Subject: Re: [boost] [transaction] New Boost.Transaction library under discussion
From: Bob Walters (bob.s.walters_at_[hidden])
Date: 2010-01-27 18:01:36
On Wed, Jan 27, 2010 at 5:15 PM, <strasser_at_[hidden]> wrote:
> Zitat von Bob Walters <bob.s.walters_at_[hidden]>:
>> Yes, I can deal with it in that way. You mention that you have no
>> checkpoint, but I thought you would need occasional msync() of the
>> backing store, in order to eliminate the need for some of the logs,
> is that what you mean by checkpoints? I assumed you meant exporting the
> entire state from time to time, so checkpoint + log = current state.

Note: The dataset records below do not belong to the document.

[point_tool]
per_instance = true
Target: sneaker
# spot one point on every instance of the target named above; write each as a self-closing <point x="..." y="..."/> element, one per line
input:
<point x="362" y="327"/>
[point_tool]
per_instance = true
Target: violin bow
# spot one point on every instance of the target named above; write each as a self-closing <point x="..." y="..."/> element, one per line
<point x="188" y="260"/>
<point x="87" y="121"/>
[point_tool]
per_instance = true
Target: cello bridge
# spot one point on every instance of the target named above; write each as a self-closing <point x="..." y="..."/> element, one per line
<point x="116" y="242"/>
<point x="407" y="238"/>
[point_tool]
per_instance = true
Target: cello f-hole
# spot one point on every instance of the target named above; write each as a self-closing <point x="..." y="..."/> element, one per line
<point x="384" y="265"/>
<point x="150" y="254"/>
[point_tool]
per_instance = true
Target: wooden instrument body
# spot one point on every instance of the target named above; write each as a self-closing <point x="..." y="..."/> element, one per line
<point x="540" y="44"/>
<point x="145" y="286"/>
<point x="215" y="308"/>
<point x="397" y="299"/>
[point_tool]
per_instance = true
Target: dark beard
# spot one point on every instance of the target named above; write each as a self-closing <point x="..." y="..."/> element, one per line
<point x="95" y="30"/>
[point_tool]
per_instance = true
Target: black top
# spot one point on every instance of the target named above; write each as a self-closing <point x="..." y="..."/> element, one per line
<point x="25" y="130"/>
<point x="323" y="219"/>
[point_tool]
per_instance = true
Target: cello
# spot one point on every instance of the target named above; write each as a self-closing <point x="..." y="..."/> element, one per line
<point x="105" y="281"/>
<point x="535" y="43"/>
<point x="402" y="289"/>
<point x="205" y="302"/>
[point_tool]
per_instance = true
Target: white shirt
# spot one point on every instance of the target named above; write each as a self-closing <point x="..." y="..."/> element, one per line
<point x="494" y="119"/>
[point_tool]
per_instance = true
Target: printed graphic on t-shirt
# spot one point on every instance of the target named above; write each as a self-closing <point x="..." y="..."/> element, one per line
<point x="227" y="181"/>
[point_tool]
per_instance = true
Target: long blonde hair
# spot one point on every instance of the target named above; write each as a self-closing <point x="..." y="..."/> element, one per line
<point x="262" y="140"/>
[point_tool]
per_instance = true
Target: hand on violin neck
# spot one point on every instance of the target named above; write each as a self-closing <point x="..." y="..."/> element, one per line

Well, not the whole state, but rather just the changes since the last
checkpoint. In effect, it is the equivalent of writing to the log,
but doing a lazy msync() of the memory mapped region only once every
N seconds so that if there is good spacial locality to the updates
being done by the user, there is chance of reducing the I/O load, and
also of using more sequential I/O. My checkpoint is (unfortunately)
more a matter of explicitly writing out the changes, rather than just
msync(), but the concept is the same, and so fits with the algorithm
> anyway, this is currently managed by the storage log itself, though this is
> not set in stone:
> in addition to a commit message there is a "success" message written to the
> log, i.e. "this transaction has reached disk". the log only removes old logs
> when there's been a success message for each transaction in it.
> so the RM can delay the success messages (and therefore the sync) as long as
> it wants, it is only prompted by storage_log::overflow()==true to post its
> success messages.
> so I guess it won't be too much coordination if we end up using this log.
It sounds like it. I can always have a thread which does periodic
checkpointing, then interacts with the log when prompted by overlow to
indicate the transactions which have been written to disk.
>> True. It would be great to ensure that when the different boost
>> transaction-capable libraries are used together, the log can be
> do you also include the TM log in this?
No. I'm assuming here that one/both of us eventually gets an RM
created which combines our two RMs under a common log, as you had
mentioned previously. As a result, the TM would recognize only one
RM, and thus could avoid any need for a log of it's own, and just do 1
phase commit calls (pass-through.) IIUC it also wouldn't need a log
also in the case of 1 persistent RM and 1 non-persistent RM. So that
means all 3 libraries under discussion could be used together without
the overhead of a distributed TM having its own log and sync points.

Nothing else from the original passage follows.